Pear
Pear (pâr) , noun
[Old English pere, Anglo-Saxon peru, Latin pirum: compare French poire. Compare Perry.]
(Botany) The fleshy pome, or fruit, of a rosaceous tree (Pyrus communis), cultivated in many varieties in temperate climates; also, the tree which bears this fruit. See Pear family, below.
Collocations (5)
Pear blight (Botany) , A name of two distinct diseases of pear trees, both causing a destruction of the branches, namely, that caused by a minute insect (Xyleborus pyri), and that caused by the freezing of the sap in winter. — A. J. Downing A very small beetle (Xyleborus pyri) whose larva bore in the twigs of pear trees and cause them to wither.
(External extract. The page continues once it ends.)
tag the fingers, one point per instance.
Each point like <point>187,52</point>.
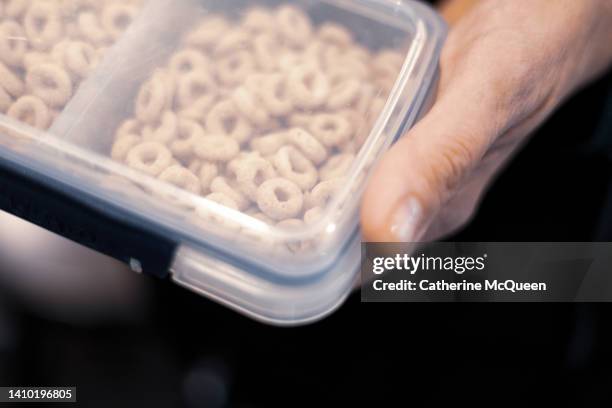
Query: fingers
<point>421,171</point>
Pear family (Botany) , a suborder of rosaceous plants (Pomea), characterized by the calyx tube becoming fleshy in fruit, and, combined with the ovaries, forming a pome. It includes the apple, pear, quince, service berry, and hawthorn.
Pear gauge (Physics) , a kind of gauge for measuring the exhaustion of an air-pump receiver; -- so called because consisting in part of a pear-shaped glass vessel.
Pear shell (Zoology) , any marine gastropod shell of the genus Pyrula, native of tropical seas; -- so called from the shape.
Pear slug (Zoology) , the larva of a sawfly which is very injurious to the foliage of the pear tree.